Este frango não requer uso de ração. Ele vai ciscando e se
alimentando do que existe na própria propriedade. Vai mudando
de lugar neste cercado, ao mesmo tempo que as suas fezes vão
fertilizando o solo”, relata.
Outro projeto desenvolvido com apoio da Empresa Brasileira
de Pesquisa Agropecuária (Embrapa), denominado Balde Cheio,
os colocou diante de uma situação em que, numa pequena área
de um alqueire, era preciso criar vacas com uma alta produção
de leite, tendo que sobreviver da renda deste produto.

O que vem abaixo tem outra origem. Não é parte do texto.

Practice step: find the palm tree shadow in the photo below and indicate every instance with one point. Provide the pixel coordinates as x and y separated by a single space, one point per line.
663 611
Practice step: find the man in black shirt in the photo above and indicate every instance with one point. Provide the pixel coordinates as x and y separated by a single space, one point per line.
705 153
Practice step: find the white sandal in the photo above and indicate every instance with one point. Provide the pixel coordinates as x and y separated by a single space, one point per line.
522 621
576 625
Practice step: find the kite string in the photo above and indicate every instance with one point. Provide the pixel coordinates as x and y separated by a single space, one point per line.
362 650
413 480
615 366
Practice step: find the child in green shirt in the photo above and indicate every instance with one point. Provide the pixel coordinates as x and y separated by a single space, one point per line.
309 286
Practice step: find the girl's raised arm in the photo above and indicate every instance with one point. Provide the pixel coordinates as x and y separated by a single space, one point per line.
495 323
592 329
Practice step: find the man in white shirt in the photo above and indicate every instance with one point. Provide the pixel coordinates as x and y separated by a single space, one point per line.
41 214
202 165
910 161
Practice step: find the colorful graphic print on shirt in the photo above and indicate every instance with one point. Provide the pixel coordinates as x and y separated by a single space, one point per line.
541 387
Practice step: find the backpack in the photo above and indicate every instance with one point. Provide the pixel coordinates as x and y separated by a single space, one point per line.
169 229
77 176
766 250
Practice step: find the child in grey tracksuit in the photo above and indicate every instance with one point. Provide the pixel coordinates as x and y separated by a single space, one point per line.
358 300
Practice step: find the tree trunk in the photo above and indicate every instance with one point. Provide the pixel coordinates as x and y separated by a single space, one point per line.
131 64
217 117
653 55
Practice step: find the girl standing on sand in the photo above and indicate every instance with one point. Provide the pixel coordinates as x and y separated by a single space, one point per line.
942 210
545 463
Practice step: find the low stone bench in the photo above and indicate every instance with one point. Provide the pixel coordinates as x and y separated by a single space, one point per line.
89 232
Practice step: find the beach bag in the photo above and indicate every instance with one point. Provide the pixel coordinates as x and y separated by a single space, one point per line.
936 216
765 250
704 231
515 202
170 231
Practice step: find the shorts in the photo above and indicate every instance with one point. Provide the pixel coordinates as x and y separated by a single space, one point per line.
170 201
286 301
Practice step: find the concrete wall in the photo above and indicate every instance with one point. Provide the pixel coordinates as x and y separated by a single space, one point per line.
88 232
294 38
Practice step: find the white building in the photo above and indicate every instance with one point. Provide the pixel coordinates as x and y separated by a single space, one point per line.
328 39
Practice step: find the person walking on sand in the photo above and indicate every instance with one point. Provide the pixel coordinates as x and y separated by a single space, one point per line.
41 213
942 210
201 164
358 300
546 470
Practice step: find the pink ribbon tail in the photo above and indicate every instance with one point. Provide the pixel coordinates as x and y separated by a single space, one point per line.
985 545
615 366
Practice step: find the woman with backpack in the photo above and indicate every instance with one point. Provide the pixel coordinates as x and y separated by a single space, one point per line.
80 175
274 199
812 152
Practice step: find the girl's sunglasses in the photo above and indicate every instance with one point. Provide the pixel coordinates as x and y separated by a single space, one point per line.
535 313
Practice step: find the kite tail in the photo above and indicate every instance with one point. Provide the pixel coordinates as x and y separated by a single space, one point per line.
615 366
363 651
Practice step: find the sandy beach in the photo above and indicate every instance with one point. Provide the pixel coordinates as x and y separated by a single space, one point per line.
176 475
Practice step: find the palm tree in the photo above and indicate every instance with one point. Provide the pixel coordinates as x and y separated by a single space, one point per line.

A principal contribuição de
Nogueira, admite, foi mostrar que uma escola inserida na área
rural permite trabalhar melhor dentro da realidade do jovem
e conhecer as suas maiores dificuldades. “Nada vem pronto
para ele. É preciso preparar hipóteses, discuti-las e opinar
sobre prováveis caminhos”, pontua. Também concluiu que a escola
da zona rural possibilita uma formação técnica que o jovem
não teria em outras condições. “Temos hoje cinco jovens fazendo
universidade. Mas a base foi a nossa escola. Tem havido casos
em que muitos jovens desistem de permanecer na cidade, voltam
e percebem que são muito mais felizes no campo – isso com
relação à qualidade de vida ou ao ganho que não tinham na
propriedade e que estão conseguindo porque aprenderam a fazer
projetos, onde buscar verbas e condições de produzir, e como
escolher a cultura e a atividade para ser produzida.”